Le garçon sursauta ; la voix grave venait de derrière lui. Il se retourna et vit Guillery, le brigand qui avait participé à l'assaut du lycée, et Alice Blanco, la fille qu'il avait invitée en boîte de nuit quelques soirs plus tôt, marcher lentement entre les arbres. Tous deux se tenaient la main et se lançaient des regards de complicité. Quand ils passèrent entre les corps de Sacha et d'Ellen, Guillery poussa la tête du blond avec une de ses bottines de cuir en faisant la moue. Ils le frôlèrent sans lui prêter et continuèrent leur marche jusqu'à arriver devant Elsa. Le vaurien lui saisit la tête entre ses grosses mains et la tourna violemment, lui craquant les os du cou ; un quatrième corps tomba alors mollement dans l'herbe. Gwen s'apprêtait à s'enfuir quand ses jambes se serrèrent et ses bras se tendirent en arrière.

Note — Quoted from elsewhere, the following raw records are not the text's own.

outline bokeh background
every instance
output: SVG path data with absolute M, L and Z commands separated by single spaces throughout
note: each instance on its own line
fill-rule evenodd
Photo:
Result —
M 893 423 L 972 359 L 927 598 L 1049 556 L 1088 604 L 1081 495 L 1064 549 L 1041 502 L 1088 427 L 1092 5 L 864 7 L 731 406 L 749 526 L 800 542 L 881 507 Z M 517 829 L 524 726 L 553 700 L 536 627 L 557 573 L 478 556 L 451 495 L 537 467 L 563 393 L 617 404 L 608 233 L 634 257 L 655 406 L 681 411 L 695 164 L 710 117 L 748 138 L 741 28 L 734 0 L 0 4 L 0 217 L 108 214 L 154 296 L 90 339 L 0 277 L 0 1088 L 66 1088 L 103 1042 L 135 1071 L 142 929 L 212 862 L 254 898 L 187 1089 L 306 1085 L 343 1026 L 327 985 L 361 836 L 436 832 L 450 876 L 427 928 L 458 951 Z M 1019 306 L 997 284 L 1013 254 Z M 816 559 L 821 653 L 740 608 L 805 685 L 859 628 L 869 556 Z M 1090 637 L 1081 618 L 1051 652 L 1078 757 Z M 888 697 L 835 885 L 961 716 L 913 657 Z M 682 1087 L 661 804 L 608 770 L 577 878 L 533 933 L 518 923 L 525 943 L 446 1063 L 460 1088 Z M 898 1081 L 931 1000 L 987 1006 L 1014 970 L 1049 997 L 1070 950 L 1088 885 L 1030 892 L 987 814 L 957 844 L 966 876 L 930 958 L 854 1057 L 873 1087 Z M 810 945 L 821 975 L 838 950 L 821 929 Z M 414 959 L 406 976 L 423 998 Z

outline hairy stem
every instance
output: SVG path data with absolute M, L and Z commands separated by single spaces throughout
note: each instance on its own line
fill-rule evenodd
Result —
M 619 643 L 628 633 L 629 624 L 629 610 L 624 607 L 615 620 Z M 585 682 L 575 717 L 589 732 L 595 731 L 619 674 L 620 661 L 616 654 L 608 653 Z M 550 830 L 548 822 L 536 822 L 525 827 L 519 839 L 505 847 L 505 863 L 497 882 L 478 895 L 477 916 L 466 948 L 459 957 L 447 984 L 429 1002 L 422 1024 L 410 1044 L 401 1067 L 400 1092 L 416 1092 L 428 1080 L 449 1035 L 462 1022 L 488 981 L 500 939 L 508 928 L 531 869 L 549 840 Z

D'épais liens étaient apparus et le maintenaient désormais accroupi. Alice et Guillery le rejoignaient à présent ; l'écolière avait attrapé la corde de violoncelle et la tendait comme une menace, une expression folle sur le visage. Le brigand se pencha sur le garçon et agrippa sa jeune mâchoire pour l'obliger à ouvrir grand la bouche. Gwen protestait tant bien que mal en grognant et couinant, mais il ne pouvait pas bouger. Impuissant, il regarda la fille enfoncer la corde dans sa gorge, l'obligeant à déglutir douloureusement.

- Tout ça c'est de ta faute, Gwen, ricana la fille.

Alors que ses yeux s'embuaient et que sa vue diminuait, il sentit le fil d'acier descendre lentement dans son corps, puis perdit connaissance.

***

L'infirmière se précipita dans la chambre d'hôpital blanche, interpellée par les alarmes de la machine à laquelle le garçon était branché depuis quelques jours. Elle comprit que son patient était enfin en train de se réveiller et, au vu des constantes qui s'affolaient à l'écran, le jeune homme sortait de sa léthargie en passant par une phase de sommeil paradoxal mouvementé. Elle avait déjà assisté à un réveil similaire, même si ce n'était pas courant. Pleine d'empathie pour le malheureux, elle tenta d'apaiser son retour, consciente que revenir à la réalité serait difficile après un cauchemar et un coma, même court de quatre-vingt heures. Elle lui saisit alors les épaules pour le forcer à mieux s'allonger et empoigna le haut du tube qui était introduit dans sa bouche jusqu'à la trachée. Gwen ouvrit les yeux pendant que l'infirmière le désintubait et que des larmes coulaient sur son visage.

- C'est fini mon garçon, ce n'était qu'un cauchemar. Bienvenue parmi nous.

Pourtant, il sentit des bandages aux endroits où il avait été blessé par le Chevalier Noir et Romina. Il avait bien rêvé de ce qu'il venait de voir, mais le cauchemar était devenu sa réalité.